Higher education made the headlines of Chancellor George Osborne’s Summer Budget speech on 8 July.
One of the most controversial announcements concerned the elimination of maintenance grants (typically awarded to students from lower income backgrounds), which will be fully replaced by loans. Students will be able to borrow up to GBP 8 200 per year, in some cases, money which they will only need to begin repaying once they earn over GBP 21 000.

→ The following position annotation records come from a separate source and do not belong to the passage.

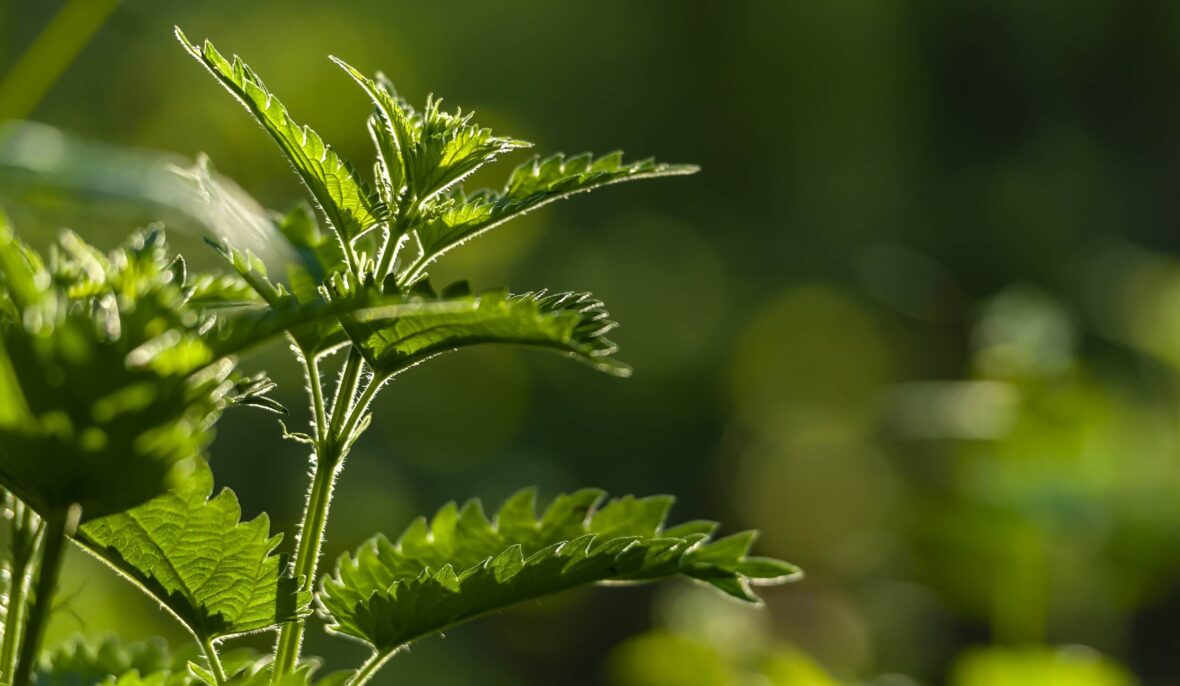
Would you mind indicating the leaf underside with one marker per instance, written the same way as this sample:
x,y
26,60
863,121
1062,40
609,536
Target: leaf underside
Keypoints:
x,y
218,575
461,566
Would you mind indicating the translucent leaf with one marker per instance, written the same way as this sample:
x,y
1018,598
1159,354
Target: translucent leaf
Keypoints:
x,y
574,324
334,184
78,424
460,566
111,662
530,185
191,551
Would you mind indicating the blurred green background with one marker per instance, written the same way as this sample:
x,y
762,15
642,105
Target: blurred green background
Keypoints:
x,y
918,318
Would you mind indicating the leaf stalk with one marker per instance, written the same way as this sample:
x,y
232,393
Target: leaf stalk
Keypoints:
x,y
58,527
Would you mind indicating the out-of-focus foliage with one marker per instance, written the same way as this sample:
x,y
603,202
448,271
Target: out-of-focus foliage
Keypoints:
x,y
1040,666
460,566
78,424
919,306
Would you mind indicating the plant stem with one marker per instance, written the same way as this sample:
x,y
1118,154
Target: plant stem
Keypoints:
x,y
215,665
346,390
315,517
57,527
328,457
24,537
362,402
371,667
312,366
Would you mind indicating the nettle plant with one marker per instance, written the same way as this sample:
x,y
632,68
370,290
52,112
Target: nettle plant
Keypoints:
x,y
115,368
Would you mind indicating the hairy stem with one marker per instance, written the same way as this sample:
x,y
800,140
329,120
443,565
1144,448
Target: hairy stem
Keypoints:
x,y
346,391
215,666
329,455
58,526
315,517
25,534
371,667
312,366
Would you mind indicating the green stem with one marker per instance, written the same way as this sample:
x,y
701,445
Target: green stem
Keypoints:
x,y
315,517
24,543
328,458
346,390
362,402
312,366
407,213
371,667
215,665
57,527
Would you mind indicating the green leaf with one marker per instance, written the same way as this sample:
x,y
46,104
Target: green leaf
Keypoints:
x,y
111,662
335,185
531,185
78,424
436,149
459,566
574,324
218,575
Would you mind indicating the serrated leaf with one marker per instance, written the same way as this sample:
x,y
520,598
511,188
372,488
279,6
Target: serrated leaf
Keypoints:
x,y
574,324
191,551
460,566
78,424
531,185
109,661
335,185
436,149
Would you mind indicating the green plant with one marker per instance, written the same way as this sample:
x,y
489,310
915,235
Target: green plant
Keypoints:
x,y
115,368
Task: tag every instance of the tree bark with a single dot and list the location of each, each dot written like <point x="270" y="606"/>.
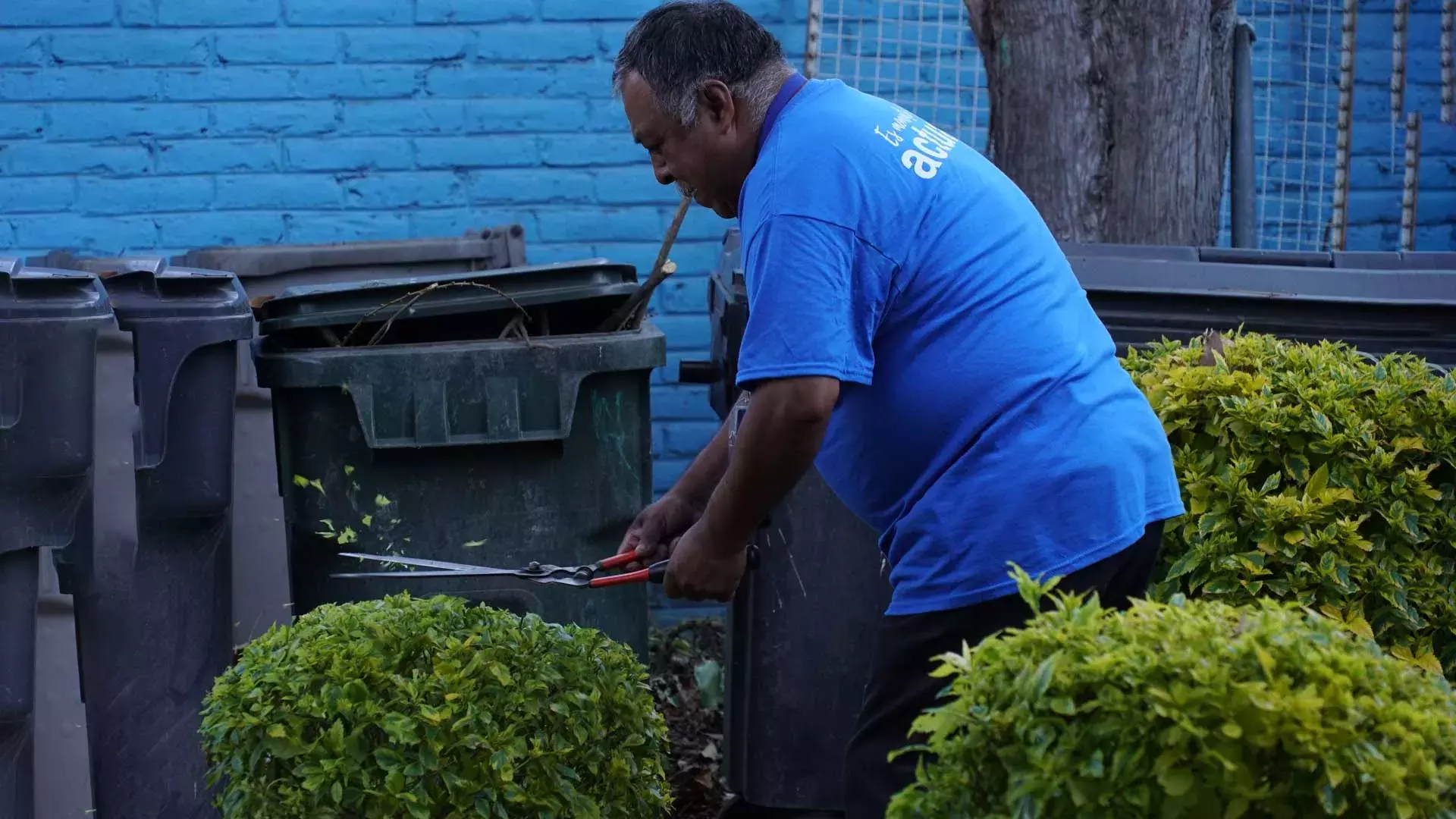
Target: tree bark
<point x="1112" y="115"/>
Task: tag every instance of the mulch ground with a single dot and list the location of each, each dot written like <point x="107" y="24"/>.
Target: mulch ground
<point x="683" y="654"/>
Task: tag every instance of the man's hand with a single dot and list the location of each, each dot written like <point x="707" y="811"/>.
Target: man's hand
<point x="655" y="526"/>
<point x="705" y="567"/>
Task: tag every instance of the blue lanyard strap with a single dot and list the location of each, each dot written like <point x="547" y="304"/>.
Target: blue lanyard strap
<point x="791" y="86"/>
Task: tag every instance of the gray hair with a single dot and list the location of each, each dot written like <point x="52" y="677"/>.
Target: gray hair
<point x="683" y="44"/>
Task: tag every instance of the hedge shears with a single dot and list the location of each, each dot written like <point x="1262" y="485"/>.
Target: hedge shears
<point x="582" y="576"/>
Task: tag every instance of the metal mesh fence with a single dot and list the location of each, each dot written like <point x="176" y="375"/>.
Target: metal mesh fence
<point x="919" y="55"/>
<point x="922" y="55"/>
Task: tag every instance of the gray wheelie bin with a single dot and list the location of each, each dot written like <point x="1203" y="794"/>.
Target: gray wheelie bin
<point x="153" y="602"/>
<point x="49" y="325"/>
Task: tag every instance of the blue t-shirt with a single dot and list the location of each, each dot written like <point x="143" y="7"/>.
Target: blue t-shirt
<point x="983" y="414"/>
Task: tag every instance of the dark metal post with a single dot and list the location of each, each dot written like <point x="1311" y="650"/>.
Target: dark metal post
<point x="1241" y="159"/>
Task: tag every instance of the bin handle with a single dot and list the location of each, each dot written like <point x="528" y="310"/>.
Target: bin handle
<point x="12" y="384"/>
<point x="158" y="362"/>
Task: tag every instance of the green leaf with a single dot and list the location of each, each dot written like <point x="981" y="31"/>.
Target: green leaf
<point x="710" y="679"/>
<point x="1175" y="781"/>
<point x="1318" y="482"/>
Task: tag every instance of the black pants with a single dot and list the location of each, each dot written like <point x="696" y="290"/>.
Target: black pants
<point x="902" y="687"/>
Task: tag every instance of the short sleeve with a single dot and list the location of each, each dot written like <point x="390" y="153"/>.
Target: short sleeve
<point x="816" y="297"/>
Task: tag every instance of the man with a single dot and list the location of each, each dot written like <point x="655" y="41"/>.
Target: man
<point x="916" y="333"/>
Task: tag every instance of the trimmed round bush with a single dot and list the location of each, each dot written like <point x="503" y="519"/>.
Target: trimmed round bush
<point x="1316" y="475"/>
<point x="435" y="708"/>
<point x="1188" y="708"/>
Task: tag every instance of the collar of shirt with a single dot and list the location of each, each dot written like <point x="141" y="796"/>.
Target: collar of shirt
<point x="791" y="86"/>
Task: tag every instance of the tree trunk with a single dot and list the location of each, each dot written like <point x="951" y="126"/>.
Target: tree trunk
<point x="1112" y="115"/>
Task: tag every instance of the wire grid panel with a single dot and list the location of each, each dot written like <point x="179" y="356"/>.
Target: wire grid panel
<point x="922" y="55"/>
<point x="919" y="55"/>
<point x="1296" y="117"/>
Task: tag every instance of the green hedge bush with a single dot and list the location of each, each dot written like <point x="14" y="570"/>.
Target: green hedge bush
<point x="435" y="708"/>
<point x="1190" y="708"/>
<point x="1315" y="475"/>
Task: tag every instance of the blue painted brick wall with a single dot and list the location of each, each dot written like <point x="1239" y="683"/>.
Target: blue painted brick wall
<point x="143" y="126"/>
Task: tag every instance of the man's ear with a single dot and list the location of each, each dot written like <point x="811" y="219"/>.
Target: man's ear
<point x="718" y="104"/>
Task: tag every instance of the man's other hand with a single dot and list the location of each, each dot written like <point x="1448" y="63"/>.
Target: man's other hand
<point x="704" y="567"/>
<point x="655" y="526"/>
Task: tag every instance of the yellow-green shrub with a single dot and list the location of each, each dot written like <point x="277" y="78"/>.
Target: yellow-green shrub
<point x="1184" y="710"/>
<point x="1316" y="475"/>
<point x="435" y="708"/>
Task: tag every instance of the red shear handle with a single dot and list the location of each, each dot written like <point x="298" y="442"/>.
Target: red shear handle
<point x="650" y="575"/>
<point x="618" y="561"/>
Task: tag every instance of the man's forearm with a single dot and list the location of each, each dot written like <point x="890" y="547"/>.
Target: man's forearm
<point x="775" y="447"/>
<point x="702" y="475"/>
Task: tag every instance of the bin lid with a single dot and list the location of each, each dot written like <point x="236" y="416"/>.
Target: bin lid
<point x="142" y="292"/>
<point x="490" y="248"/>
<point x="47" y="293"/>
<point x="353" y="302"/>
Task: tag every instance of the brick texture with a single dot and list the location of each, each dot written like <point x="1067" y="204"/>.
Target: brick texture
<point x="143" y="126"/>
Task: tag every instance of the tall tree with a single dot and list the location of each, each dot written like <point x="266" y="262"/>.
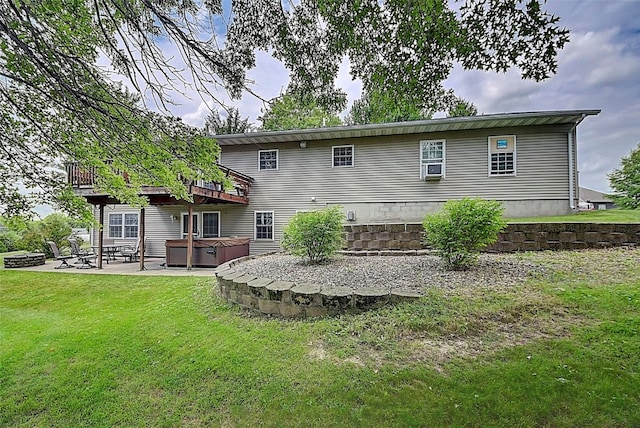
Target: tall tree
<point x="292" y="111"/>
<point x="461" y="108"/>
<point x="58" y="103"/>
<point x="232" y="124"/>
<point x="625" y="181"/>
<point x="377" y="107"/>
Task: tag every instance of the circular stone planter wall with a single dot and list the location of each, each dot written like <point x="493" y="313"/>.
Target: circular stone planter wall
<point x="292" y="300"/>
<point x="24" y="260"/>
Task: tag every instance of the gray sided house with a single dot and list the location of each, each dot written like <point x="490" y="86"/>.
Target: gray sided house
<point x="383" y="173"/>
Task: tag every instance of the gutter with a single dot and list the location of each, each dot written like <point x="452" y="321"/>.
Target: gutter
<point x="572" y="166"/>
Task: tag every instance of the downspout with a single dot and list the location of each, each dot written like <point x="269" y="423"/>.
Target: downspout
<point x="572" y="166"/>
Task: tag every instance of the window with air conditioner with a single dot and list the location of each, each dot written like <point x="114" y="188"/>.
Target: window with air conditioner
<point x="502" y="155"/>
<point x="432" y="159"/>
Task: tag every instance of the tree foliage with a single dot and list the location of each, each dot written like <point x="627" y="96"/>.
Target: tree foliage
<point x="462" y="108"/>
<point x="462" y="229"/>
<point x="32" y="236"/>
<point x="231" y="124"/>
<point x="315" y="235"/>
<point x="625" y="181"/>
<point x="60" y="62"/>
<point x="291" y="111"/>
<point x="378" y="107"/>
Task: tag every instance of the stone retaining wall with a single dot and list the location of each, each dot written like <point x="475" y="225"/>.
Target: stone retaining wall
<point x="517" y="237"/>
<point x="292" y="300"/>
<point x="24" y="260"/>
<point x="565" y="236"/>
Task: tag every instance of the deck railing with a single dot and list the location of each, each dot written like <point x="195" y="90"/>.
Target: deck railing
<point x="83" y="177"/>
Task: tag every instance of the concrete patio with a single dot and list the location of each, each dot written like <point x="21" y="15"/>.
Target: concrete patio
<point x="153" y="266"/>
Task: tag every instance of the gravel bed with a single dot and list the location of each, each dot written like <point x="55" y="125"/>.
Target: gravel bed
<point x="397" y="272"/>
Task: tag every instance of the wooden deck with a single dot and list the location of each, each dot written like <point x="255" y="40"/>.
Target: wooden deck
<point x="83" y="182"/>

The move, critics say, will discourage disadvantaged students from applying to university. To this, Chancellor Osborne cries ‘nonsense’: In his speech, he took care to remind people that the rise in tuition fees during last Parliament had not had the feared effect of putting poorer students off higher education. And it appears to be true:
Equally controversial was the announcement that institutions “offering high quality teaching” will be allowed to increase their tuition fees with inflation from 2016-2017. How exactly “high quality teaching” will be measured, and what percentage of universities might be given the green light to exceed the current GBP 9 000 ceiling, however, remains unclear. In a speech delivered a week earlier, Minister for Universities Jo Johnson made allusion to the upcoming development of a Teaching Excellence Framework (TEF) to drive up teaching quality -- in all likelihood, the very mechanism that would be used to sort out the best universities, teaching-quality-wise. However, Osborne made no reference to the TEF in his speech, which struck many as an odd thing. Will the TEF be developed in time to be usable by 2016-2017? If so, why not allude to it? If not, how will teaching quality be measured instead?
We expect the veil of mystery surrounding the Teaching Excellence Framework to be removed very soon-- only then will we have a better idea of the number of universities which will be allowed to raise their tuition fees.